Last month, a family from northern Israel was visiting the museum when their youngest son tipped over the jar, which smashed into pieces.

Alex Geller, the boy’s father, said his son — the youngest of three — is exceptionally curious, and that the moment he heard the crash, “please let that not be my child” was the first thought that raced through his head.

The jar has been on display at the Hecht Museum in Haifa for 35 years. It was one of the only containers of its size and from that period still complete when it was discovered.

The Bronze Age jar is one of many artifacts exhibited out in the open, part of the Hecht Museum’s vision of letting visitors explore history without glass barriers, said Inbal Rivlin, the director of the museum, which is associated with Haifa University in northern Israel.

It was likely used to hold wine or oil, and dates back to between 2200 and 1500 B.C.

Rivlin and the museum decided to turn the moment, which captured international attention, into a teaching moment, inviting the Geller family back for a special visit and hands-on activity to illustrate the restoration process.

Rivlin added that the incident provided a welcome distraction from the ongoing war in Gaza. “Well, he’s just a kid.

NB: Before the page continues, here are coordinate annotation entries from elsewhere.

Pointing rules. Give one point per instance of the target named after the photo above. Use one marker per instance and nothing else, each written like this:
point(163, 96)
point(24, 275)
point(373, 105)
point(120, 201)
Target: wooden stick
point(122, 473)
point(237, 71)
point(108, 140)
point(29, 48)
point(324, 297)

So I think that somehow it touches the heart of the people in Israel and around the world,“ said Rivlin.

Roee Shafir, a restoration expert at the museum, said the repairs would be fairly simple, as the pieces were from a single, complete jar. Archaeologists often face the more daunting task of sifting through piles of shards from multiple objects and trying to piece them together.

Experts used 3D technology, hi-resolution videos, and special glue to painstakingly reconstruct the large jar.

Less than two weeks after it broke, the jar went back on display at the museum. The gluing process left small hairline cracks, and a few pieces are missing, but the jar’s impressive size remains.

The only noticeable difference in the exhibit was a new sign reading “please don’t touch.”